AMSC’s Board of Directors unanimously approved AMSC’s entry into the SPA. The closing of the Transaction is subject to the satisfaction of certain customary conditions, as well as the approval of the Transaction by the affirmative vote of 2/3 of AMSC’s shareholders present and voting at an extraordinary general meeting of AMSC expected to be held during the second half of September 2023. Each of Aker Capital AS and DNB Bank ASA, the two largest AMSC shareholders (representing in aggregate approximately 34.61% of the issued and outstanding shares of AMSC), has irrevocably and unconditionally agreed to vote all of its respective shares in favor of the Transaction.

“We are thrilled to acquire AMSC’s Jones Act business which is a natural fit for our platform and consistent with our investment strategy,” said Bick Brooks, the co-founder and Chief Executive Officer of Maritime Partners, LLC. “The acquired vessels are critical long-lived assets engaged in the transportation of non-discretionary cargo throughout the United States. The vessels are employed on long-term bareboat charters with two strong counterparties. This acquisition will nicely complement our existing lease portfolio by diversifying lessee exposure, asset exposure and end market exposure within the protected Jones Act markets. As we look to the future, we are excited about cultivating a lasting and growing partnership with our two new lessees, Overseas Shipholding Group and Keystone.”
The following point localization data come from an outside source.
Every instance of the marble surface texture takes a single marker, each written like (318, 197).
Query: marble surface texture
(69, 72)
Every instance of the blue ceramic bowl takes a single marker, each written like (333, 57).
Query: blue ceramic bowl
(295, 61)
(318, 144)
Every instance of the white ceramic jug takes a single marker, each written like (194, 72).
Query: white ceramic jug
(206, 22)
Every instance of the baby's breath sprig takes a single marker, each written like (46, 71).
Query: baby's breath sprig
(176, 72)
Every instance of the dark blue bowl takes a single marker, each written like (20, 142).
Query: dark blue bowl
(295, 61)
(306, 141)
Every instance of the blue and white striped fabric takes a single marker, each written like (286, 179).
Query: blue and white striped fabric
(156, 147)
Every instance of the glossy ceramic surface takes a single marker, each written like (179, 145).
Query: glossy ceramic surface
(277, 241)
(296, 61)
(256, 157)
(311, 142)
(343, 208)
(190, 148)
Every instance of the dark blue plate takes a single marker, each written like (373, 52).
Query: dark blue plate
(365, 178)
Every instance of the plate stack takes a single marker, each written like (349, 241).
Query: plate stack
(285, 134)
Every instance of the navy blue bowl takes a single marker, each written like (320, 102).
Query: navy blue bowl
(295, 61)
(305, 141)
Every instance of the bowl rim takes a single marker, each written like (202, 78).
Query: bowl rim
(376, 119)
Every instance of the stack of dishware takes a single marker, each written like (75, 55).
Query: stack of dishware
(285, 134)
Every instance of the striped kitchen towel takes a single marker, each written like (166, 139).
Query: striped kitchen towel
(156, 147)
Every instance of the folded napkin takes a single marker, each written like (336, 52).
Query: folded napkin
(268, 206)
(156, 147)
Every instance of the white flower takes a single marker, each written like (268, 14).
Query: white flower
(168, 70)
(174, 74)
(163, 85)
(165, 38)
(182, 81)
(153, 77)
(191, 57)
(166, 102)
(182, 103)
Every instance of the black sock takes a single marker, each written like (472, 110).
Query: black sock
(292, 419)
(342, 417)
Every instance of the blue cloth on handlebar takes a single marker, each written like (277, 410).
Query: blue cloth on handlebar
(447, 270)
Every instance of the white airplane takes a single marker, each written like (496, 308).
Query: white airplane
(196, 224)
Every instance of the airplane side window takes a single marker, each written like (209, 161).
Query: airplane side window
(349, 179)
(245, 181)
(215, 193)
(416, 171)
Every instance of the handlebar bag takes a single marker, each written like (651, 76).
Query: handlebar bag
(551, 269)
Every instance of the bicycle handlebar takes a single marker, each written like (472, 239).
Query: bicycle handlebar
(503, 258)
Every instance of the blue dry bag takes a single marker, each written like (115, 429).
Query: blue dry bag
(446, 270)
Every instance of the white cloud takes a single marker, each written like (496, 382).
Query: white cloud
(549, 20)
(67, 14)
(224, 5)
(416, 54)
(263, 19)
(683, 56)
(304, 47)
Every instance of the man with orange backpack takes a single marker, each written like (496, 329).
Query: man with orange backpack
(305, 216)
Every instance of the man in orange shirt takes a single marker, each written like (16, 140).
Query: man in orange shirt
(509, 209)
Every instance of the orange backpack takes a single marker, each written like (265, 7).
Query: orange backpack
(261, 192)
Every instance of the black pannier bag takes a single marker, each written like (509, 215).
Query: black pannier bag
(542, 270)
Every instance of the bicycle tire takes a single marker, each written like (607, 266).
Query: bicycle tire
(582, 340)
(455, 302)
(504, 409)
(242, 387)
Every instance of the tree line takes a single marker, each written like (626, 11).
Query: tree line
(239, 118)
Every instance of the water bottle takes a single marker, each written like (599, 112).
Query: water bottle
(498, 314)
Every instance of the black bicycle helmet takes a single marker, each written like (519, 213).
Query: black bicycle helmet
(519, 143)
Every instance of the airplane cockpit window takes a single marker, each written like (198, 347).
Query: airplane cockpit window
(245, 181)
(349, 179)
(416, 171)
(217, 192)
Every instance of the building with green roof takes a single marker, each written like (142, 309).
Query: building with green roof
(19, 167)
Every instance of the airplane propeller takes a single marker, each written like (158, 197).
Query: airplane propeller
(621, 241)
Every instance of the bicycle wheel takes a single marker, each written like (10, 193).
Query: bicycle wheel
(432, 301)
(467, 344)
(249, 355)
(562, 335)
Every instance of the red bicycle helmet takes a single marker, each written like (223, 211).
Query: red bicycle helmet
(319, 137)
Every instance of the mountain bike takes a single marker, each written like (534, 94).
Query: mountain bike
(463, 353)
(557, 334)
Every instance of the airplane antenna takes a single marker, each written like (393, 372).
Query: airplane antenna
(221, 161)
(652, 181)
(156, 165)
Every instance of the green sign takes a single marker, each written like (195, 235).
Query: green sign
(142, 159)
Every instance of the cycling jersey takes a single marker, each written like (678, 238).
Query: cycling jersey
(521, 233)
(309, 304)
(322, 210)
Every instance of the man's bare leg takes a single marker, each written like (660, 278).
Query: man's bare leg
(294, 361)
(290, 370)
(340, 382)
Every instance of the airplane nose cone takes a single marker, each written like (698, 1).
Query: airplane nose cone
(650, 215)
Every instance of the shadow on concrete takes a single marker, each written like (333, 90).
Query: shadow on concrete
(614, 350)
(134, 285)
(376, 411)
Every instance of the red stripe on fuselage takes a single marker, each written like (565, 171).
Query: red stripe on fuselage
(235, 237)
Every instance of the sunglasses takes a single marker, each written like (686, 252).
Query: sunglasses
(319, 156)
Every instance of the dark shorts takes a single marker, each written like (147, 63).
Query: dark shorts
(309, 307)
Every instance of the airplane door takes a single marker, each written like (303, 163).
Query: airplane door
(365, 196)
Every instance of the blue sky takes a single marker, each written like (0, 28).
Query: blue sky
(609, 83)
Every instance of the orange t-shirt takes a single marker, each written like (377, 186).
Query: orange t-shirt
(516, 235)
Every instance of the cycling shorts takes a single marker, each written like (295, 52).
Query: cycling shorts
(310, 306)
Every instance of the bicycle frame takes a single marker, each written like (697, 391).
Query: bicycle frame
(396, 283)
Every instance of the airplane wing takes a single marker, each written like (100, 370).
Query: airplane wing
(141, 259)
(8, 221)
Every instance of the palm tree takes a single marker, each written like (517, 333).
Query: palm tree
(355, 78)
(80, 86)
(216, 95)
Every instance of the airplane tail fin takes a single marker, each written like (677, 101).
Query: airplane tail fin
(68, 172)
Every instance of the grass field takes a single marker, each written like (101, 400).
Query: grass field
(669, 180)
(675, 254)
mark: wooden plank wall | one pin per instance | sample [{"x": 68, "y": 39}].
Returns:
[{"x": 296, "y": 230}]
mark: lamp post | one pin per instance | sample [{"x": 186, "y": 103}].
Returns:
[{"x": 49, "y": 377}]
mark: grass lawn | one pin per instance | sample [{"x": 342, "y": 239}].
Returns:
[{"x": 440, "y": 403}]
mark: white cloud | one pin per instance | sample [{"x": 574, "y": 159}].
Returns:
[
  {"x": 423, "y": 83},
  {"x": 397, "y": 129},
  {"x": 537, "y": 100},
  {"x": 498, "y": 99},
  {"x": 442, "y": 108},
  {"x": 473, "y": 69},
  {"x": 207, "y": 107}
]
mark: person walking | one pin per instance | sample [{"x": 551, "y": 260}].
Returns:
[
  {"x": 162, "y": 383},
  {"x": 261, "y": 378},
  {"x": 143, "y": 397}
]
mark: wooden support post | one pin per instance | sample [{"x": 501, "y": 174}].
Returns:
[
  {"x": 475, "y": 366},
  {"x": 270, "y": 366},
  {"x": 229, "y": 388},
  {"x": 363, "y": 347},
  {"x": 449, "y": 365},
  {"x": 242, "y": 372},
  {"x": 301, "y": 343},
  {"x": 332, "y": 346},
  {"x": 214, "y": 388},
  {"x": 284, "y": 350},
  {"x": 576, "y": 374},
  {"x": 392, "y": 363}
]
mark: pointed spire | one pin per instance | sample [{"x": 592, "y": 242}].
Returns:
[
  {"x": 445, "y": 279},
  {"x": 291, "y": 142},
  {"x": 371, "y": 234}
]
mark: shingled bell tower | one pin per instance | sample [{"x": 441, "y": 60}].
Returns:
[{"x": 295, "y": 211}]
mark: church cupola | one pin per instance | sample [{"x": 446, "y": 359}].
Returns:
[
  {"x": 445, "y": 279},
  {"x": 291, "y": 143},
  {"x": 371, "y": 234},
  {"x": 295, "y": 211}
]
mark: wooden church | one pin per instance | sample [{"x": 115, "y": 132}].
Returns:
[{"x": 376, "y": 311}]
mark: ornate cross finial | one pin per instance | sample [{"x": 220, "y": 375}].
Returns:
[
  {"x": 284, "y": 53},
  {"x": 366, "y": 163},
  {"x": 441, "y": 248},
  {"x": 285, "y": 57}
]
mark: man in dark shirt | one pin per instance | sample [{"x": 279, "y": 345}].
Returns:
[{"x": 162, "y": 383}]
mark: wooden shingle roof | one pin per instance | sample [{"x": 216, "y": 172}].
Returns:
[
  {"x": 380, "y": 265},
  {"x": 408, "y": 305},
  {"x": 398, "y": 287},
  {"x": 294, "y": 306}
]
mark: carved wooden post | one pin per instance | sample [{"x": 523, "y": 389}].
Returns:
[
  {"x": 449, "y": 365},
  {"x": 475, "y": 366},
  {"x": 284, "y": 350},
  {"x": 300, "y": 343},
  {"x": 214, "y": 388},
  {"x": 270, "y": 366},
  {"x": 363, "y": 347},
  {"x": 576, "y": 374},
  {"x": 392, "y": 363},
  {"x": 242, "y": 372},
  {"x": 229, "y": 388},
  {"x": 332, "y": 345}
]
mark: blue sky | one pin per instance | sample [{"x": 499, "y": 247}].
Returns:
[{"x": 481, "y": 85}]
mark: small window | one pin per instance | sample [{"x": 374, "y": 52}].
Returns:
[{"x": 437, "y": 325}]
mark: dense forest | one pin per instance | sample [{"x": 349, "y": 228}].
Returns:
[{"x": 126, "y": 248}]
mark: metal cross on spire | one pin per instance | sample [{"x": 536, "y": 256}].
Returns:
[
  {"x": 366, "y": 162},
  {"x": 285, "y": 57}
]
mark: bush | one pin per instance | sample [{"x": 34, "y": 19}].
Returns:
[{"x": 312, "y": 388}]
Pål Lothe Magnussen, CEO of AMSC commented that “the management team at AMSC is pleased that a Maritime Partners managed fund, a leading Jones Act leasing company, is acquiring our Jones Act business. We believe this is the ideal new owner of this business for the next phase in the lifecycle of these assets. AMSC’s ownership tenure has surpassed 18 years since the ships were ordered, during which significant financial profits have been created and provided to AMSC and its shareholders. We believe that the long remaining commercial life of the fleet in combination with strong bareboat charter contract cover in a strong market represents a good opportunity and point in time for us to reconsider capital allocation for AMSC and strategy going forward, and this transaction is a natural step in this process.”

Pareto Securities AS has rendered a fairness opinion to the Board of AMSC concluding that the Transaction, from a financial point of view, is fair to AMSC. Advokatfirmaet BAHR AS and Blank Rome, LLP are acting as legal advisors to AMSC. 

Deutsche Bank Securities Inc. is acting as financial advisor to the Buyer. Wikborg Rein Advokatfirma AS and Reed Smith LLP are acting as legal advisors to the Buyer. Ernst & Young LLP is acting as tax advisor to the Buyer.